Low and behold, there's a couple flashable PIC microprocessors in there (PIC16F874 & PIC16F628). There's one that looks like the main mcu and the other one looks to be handling the wireless part. Wires from the main board, up through the neck where the PIR, Mic, and CCD sensors reside. The sensors are mounted on a circuit board with a bunch of SMD resistors, caps, a crystal, and a couple dual opamps. There are 6 wires connecting the sensors, down through the neck of the camera to the main MCU. They've nicely silk screened the labels for the wires, and they are: +5v, GND, Audio, Video, +5v, PIR.
I'm seeing something that has me completely confounded. Namely:
How can they be passing video from the CCD to the base across a single wire? I guess it must be digitally encoded, but doesn't that require a clock reference or something (i.e. second wire)? There's no MCU on the sensor circuit board. I'm trying to trace out the leads off the CCD, but that's a chore that'll take a few days/weeks.
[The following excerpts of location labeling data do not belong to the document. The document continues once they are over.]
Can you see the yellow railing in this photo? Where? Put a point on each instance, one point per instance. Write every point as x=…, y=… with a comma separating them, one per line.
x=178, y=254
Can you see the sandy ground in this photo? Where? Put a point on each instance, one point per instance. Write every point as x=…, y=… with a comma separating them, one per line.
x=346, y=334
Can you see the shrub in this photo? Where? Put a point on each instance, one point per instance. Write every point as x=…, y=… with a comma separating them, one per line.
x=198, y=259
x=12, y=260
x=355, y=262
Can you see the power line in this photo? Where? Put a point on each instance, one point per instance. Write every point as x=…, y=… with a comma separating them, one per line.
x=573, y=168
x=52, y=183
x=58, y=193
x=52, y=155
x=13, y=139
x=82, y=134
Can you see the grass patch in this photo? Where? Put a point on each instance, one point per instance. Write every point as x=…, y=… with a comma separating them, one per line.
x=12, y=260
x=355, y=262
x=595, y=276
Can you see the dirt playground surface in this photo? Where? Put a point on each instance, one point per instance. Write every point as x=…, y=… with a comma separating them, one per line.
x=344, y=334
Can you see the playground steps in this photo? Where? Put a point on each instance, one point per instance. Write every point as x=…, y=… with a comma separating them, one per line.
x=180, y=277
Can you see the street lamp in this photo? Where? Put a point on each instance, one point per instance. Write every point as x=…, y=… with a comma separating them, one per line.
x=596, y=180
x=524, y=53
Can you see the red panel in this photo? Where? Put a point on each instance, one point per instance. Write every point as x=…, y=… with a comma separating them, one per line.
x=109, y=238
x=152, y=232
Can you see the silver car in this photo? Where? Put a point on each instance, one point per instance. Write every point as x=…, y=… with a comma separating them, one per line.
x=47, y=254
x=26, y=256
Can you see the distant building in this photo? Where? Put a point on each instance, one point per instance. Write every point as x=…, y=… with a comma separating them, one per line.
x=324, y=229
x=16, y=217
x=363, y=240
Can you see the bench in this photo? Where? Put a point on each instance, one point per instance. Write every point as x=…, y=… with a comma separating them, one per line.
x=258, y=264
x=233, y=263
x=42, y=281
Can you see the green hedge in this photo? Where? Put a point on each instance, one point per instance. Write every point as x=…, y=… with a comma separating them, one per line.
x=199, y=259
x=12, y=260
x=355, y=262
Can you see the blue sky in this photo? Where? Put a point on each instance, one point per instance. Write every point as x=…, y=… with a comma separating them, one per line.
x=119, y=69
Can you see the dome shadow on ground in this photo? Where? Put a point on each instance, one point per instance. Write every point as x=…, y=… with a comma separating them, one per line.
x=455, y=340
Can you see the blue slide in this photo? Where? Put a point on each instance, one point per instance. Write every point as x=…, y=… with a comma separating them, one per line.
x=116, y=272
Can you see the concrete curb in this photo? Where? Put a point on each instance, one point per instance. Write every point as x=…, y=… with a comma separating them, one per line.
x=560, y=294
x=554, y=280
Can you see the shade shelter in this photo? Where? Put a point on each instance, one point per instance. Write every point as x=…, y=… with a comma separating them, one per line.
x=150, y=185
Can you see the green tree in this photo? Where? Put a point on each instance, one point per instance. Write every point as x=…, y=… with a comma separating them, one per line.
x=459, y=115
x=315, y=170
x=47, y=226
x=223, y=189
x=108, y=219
Why do I care? Well, I thought that rather than harvesting all the parts, this unit might be a suitable PIC based camera platform that I could experiment with (heck, I could snip off the camera/sensors and just use the PIC). I'm not even really interested in the wireless part, since I know that its a non-standard wireless solution.
Heck, if anyone thinks they can figure this out, I'll mail ya one of them.
If all else fails, I guess I can desolder the PIR, mic, and the PIC and then build my own PIC board. Seems a shame, though.